Fresh and Roasted Radish Salad with Sunny Lemon-Ginger Dressing
If you’ve never tried roasted radishes—or radish greens—here’s your chance.
- 2 bunches radishes with greens (1 lb.)
- 1 large or 2 medium lemons
- 3 Tbs. vegetable oil, divided
- 1 tsp. agave nectar
- 2 Tbs. minced crystallized ginger
- Kosher salt, for sprinkling, optional
- 2 Tbs. finely chopped toasted almonds
- 2 Tbs. torn or snipped mint, parsley, or chive leaves
1. Preheat oven to 425°F. Line small baking sheet with parchment paper.

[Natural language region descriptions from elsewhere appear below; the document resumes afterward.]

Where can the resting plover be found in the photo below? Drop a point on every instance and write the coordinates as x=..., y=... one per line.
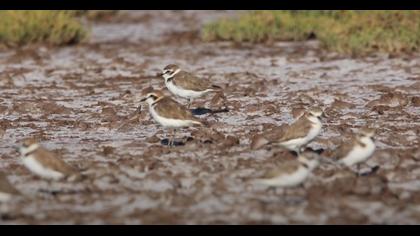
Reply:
x=302, y=131
x=45, y=163
x=7, y=190
x=169, y=113
x=358, y=150
x=291, y=173
x=185, y=84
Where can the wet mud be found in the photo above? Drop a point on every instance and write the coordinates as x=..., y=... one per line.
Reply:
x=83, y=102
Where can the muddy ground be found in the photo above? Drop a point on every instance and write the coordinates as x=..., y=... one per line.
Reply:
x=83, y=102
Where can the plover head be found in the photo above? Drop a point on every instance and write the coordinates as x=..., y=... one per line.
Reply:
x=152, y=97
x=28, y=145
x=315, y=113
x=170, y=71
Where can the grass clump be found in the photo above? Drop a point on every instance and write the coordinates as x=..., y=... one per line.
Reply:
x=19, y=27
x=345, y=31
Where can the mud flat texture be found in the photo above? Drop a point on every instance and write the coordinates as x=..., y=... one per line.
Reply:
x=83, y=103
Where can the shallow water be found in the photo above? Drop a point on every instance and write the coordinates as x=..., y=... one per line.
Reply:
x=79, y=100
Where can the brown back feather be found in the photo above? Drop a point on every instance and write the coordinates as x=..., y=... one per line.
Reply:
x=6, y=186
x=169, y=108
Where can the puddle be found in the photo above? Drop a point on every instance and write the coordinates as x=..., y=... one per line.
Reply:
x=79, y=100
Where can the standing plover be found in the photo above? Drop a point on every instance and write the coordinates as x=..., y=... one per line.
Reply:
x=169, y=113
x=7, y=190
x=291, y=173
x=45, y=163
x=358, y=150
x=185, y=84
x=303, y=130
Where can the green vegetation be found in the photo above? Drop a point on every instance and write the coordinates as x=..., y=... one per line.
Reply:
x=51, y=27
x=345, y=31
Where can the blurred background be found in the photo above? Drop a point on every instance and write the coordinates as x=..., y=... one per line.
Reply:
x=73, y=80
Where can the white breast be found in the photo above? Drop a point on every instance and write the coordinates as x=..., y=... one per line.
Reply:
x=167, y=122
x=33, y=165
x=178, y=91
x=288, y=180
x=359, y=153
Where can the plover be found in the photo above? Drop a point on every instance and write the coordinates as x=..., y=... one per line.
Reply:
x=291, y=173
x=358, y=150
x=7, y=190
x=185, y=84
x=169, y=113
x=45, y=163
x=303, y=130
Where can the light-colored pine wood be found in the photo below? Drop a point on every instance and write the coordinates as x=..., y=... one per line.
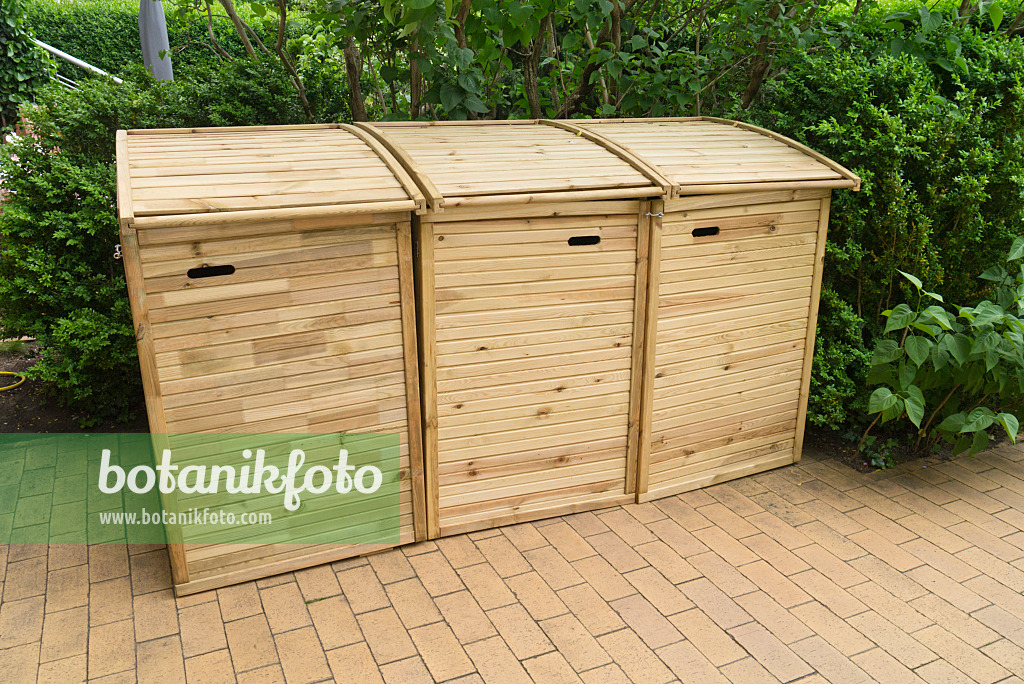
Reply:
x=525, y=377
x=434, y=200
x=812, y=317
x=427, y=319
x=412, y=371
x=151, y=378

2. Separate greens from radish roots. Quarter radishes, and divide into two equal portions. Wash and trim 4 cups radish leaves. Cover leaves with damp towel, and chill until ready to use.
3. Remove 1 tsp. zest from lemon, and set aside. Cut lemon in half lengthwise. Cut 1 lemon half into 8 slices. Squeeze juice from remaining lemon half.
4. Toss lemon slices with half of radish wedges, 1 Tbs. oil, and agave nectar; season with salt, if desired. Spread on prepared baking sheet, and roast 20 to 25 minutes, or until radishes are shriveled and lemon slices are darkened. (Discard any burned lemon slices.)
5. Whisk together remaining 2 Tbs. oil, crystallized ginger, 1 Tbs. plus 1 tsp. lemon juice, and reserved lemon zest in small bowl; sprinkle with kosher salt, if using. Pour 2 Tbs. dressing over remaining raw radish wedges, and let stand 15 to 20 minutes, tossing occasionally.
6. Toss roasted radishes and lemon slices with raw radishes. Toss greens with remaining dressing. Arrange radishes and lemon slices over bed of greens, and drizzle remaining dressing over top. Garnish with almonds and herbs.